To answer this question, researchers from the Institut des Sciences Cognitives Marc Jeannerod (CNRS/Université Claude Bernard Lyon 1) studied one hundred babies aged between 4 and 19 months. The scientists recorded the babies’ eye movements and the durations of their gaze as they looked at pairs of pictures representing animate or inanimate things from eight different categories (e.g., human faces and natural or artificial objects). The data obtained from eye tracking on babies were matched with measures of brain activity obtained from a group of adults using fMRI, in order to determine the correspondence between the categorical object organisation emerging from the babies’ eyes and that mapped on the adults’ visual cortex.

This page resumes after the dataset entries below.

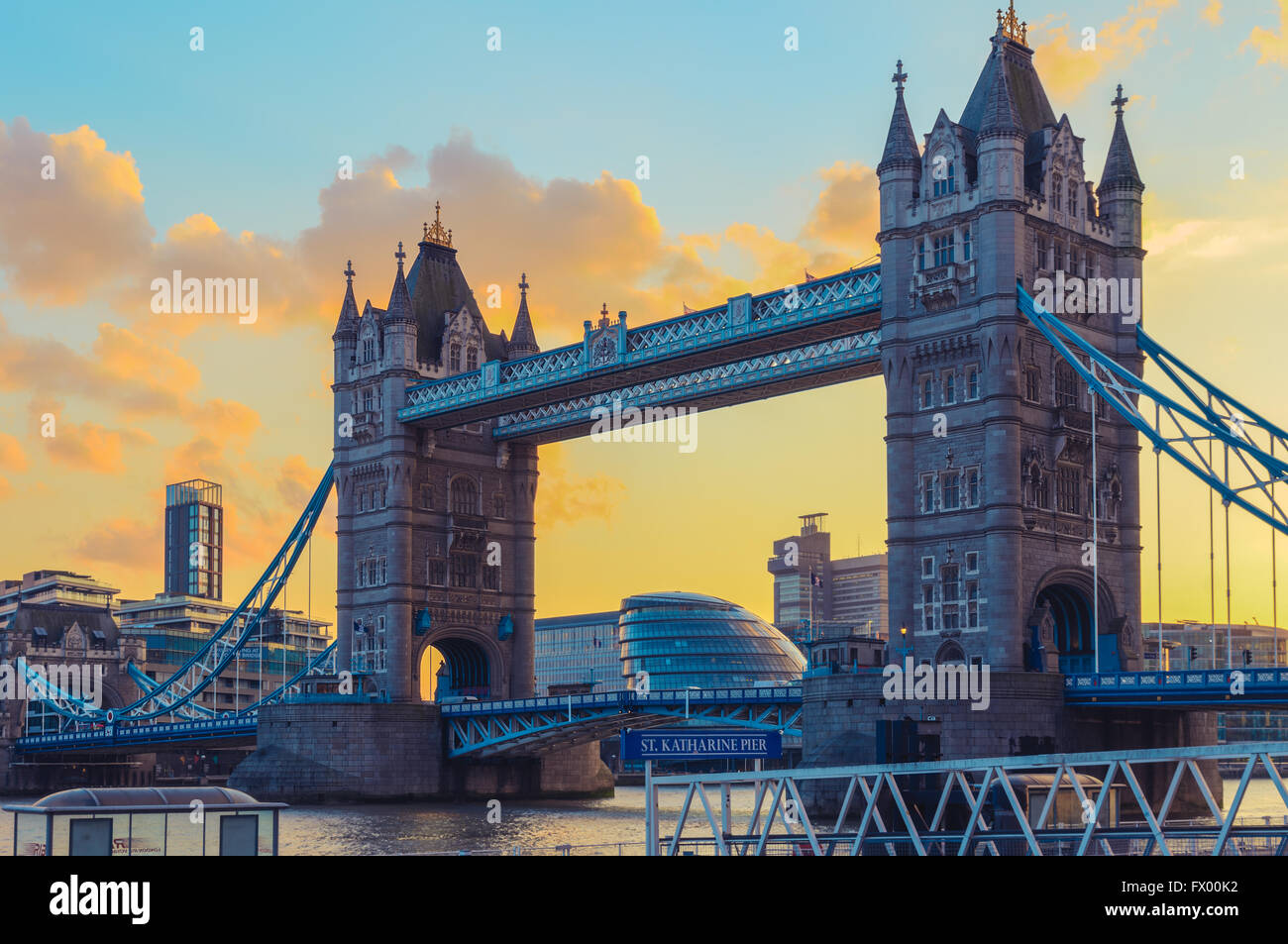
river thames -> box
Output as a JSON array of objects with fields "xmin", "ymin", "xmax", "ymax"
[{"xmin": 0, "ymin": 780, "xmax": 1283, "ymax": 855}]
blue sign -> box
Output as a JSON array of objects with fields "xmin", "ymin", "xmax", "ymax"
[{"xmin": 622, "ymin": 728, "xmax": 783, "ymax": 760}]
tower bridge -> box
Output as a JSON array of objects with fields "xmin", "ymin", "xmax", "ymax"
[{"xmin": 20, "ymin": 5, "xmax": 1288, "ymax": 795}]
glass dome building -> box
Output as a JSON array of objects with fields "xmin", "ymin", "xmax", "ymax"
[{"xmin": 618, "ymin": 592, "xmax": 805, "ymax": 691}]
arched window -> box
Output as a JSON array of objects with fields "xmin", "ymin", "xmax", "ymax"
[
  {"xmin": 452, "ymin": 475, "xmax": 480, "ymax": 515},
  {"xmin": 1055, "ymin": 364, "xmax": 1078, "ymax": 409}
]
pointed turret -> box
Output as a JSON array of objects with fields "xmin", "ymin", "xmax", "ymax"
[
  {"xmin": 331, "ymin": 259, "xmax": 358, "ymax": 342},
  {"xmin": 383, "ymin": 240, "xmax": 416, "ymax": 325},
  {"xmin": 877, "ymin": 59, "xmax": 921, "ymax": 176},
  {"xmin": 1096, "ymin": 85, "xmax": 1145, "ymax": 250},
  {"xmin": 979, "ymin": 43, "xmax": 1027, "ymax": 139},
  {"xmin": 509, "ymin": 271, "xmax": 541, "ymax": 360},
  {"xmin": 1100, "ymin": 85, "xmax": 1145, "ymax": 190}
]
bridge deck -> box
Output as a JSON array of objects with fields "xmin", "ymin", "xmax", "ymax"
[{"xmin": 398, "ymin": 266, "xmax": 881, "ymax": 438}]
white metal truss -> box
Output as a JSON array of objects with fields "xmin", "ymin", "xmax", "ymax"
[{"xmin": 645, "ymin": 742, "xmax": 1288, "ymax": 857}]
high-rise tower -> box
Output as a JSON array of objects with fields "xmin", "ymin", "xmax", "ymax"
[{"xmin": 877, "ymin": 9, "xmax": 1143, "ymax": 671}]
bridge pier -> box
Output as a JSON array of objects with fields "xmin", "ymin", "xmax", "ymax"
[
  {"xmin": 803, "ymin": 670, "xmax": 1223, "ymax": 816},
  {"xmin": 228, "ymin": 702, "xmax": 613, "ymax": 803}
]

The methodology used in the study has revealed the transition from the visual exploration guided by the salience of objects, in the youngest babies, to an object representation towards the mature categorical organisation of the adult brain, in the older babies. Already at four months, babies can distinguish between animate and inanimate objects. For instance, they can tell that a man and a crocodile, being animals, are more similar to each other than they are to a tree, which is an inanimate object. This ability appears astonishing as, at that age, babies are unlikely to know what a tree or crocodile is.
Between 10 and 19 months of age, more refined categories emerge and the infants’ organisation of objects into categories increasingly approaches that in the adult brain. Children in this age range immediately recognise a soft, furry object with a face as a nonhuman animal.
This study* shows that humans are born with a neural organisation predisposed to representing object categories crucial to their survival. Categorisation is the mechanism that enables us to go beyond what we see and make inferences, analogies, and predictions—for example, if that “soft, furry object” is a cat, it needs to be fed—and thus think about the world around us, from the earliest age.